Сейчас, ожидая на угловом столике вагона-ресторана, когда официант в синем фраке и гуттаперчевом воротничке поднесет ему поднос с едой, Никита Алексеевич чувствовал себя покойно и радостно. Нет большего счастья, как после трудов разлениться на мягких подушках вагона, в отдохновении и безделии следить за людьми, за маленькими их волнениями, за странами, проплывающими мимо окна. Все кажется немного ненастоящим. Сейчас почему-то особенно остро Никита Алексеевич припомнил одно поле, вскопанное и мерзлое, с гуляющим по нем ледяным ветром; корявые спины солдат за бугорками; песок и ледяная пыль режут глаза; одинокие выстрелы, безделье, скука, ожидание ночи и нескончаемые вереницы тяжелых, как горы, облаков. Это была ужасная спячка перед смертью.
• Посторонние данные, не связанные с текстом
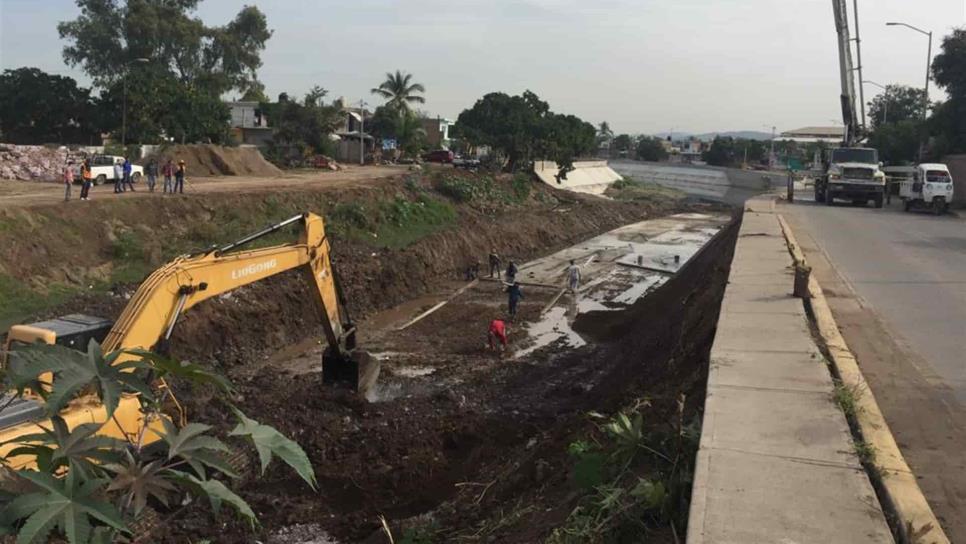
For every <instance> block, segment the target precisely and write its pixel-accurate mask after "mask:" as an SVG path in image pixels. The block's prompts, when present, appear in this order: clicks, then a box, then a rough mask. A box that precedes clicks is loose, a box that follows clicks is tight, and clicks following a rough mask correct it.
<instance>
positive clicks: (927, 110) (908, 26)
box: [886, 22, 932, 160]
mask: <svg viewBox="0 0 966 544" xmlns="http://www.w3.org/2000/svg"><path fill="white" fill-rule="evenodd" d="M886 26H904V27H906V28H908V29H910V30H915V31H916V32H918V33H920V34H923V35H925V36H926V37H928V38H929V45H928V47H927V48H926V84H925V85H924V86H923V89H924V91H923V96H922V121H923V123H925V122H926V117H927V116H928V115H929V68H930V66H929V65H930V64H932V31H931V30H930V31H929V32H926V31H925V30H923V29H921V28H916V27H914V26H912V25H910V24H906V23H896V22H889V23H886ZM925 148H926V142H925V141H924V142H922V143H921V144H920V145H919V159H920V160H922V155H923V153H924V151H925Z"/></svg>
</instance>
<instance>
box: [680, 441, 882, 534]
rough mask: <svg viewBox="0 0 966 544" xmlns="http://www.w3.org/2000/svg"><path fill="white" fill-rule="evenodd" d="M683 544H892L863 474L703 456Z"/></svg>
mask: <svg viewBox="0 0 966 544" xmlns="http://www.w3.org/2000/svg"><path fill="white" fill-rule="evenodd" d="M693 497H694V498H693V499H692V503H691V517H690V521H689V523H688V537H687V542H688V544H856V543H860V542H869V543H873V542H874V543H883V542H892V541H893V539H892V535H891V534H890V533H889V530H888V525H887V524H886V522H885V518H884V517H883V515H882V511H881V509H880V508H879V505H878V502H877V500H876V497H875V493H874V492H873V490H872V486H871V485H870V484H869V480H868V478H867V477H866V475H865V472H863V471H862V470H860V469H856V468H850V467H842V466H835V465H829V464H821V463H815V462H813V461H808V460H804V459H794V458H785V457H774V456H768V455H756V454H751V453H747V452H744V451H728V450H702V451H700V452H699V453H698V472H697V474H695V487H694V490H693Z"/></svg>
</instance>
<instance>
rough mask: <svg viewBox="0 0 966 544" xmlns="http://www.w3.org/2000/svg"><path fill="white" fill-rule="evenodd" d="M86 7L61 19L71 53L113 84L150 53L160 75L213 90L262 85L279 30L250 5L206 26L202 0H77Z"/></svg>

Человек казался придавленным последним унижением, нищим и мерзлым, как земля.
Обозов вздрогнул и быстро поднял глаза, – у столика стояла прекрасная дама и в третий раз, уже с улыбкой, спрашивала, может ли она занять место напротив.
Обозов вскочил, пододвинул ей стул, смутился от свой поспешности, сел опять и, наконец, вспомнив давешнее решение, прямо взглянул даме в глаза. Она ответила взором почти мрачных темно-серых глаз. На мгновение закружилась голова, и точно исчез весь этот вагон, где трещали голоса, над бутылкой чмокали французы и дымил швед сигарой.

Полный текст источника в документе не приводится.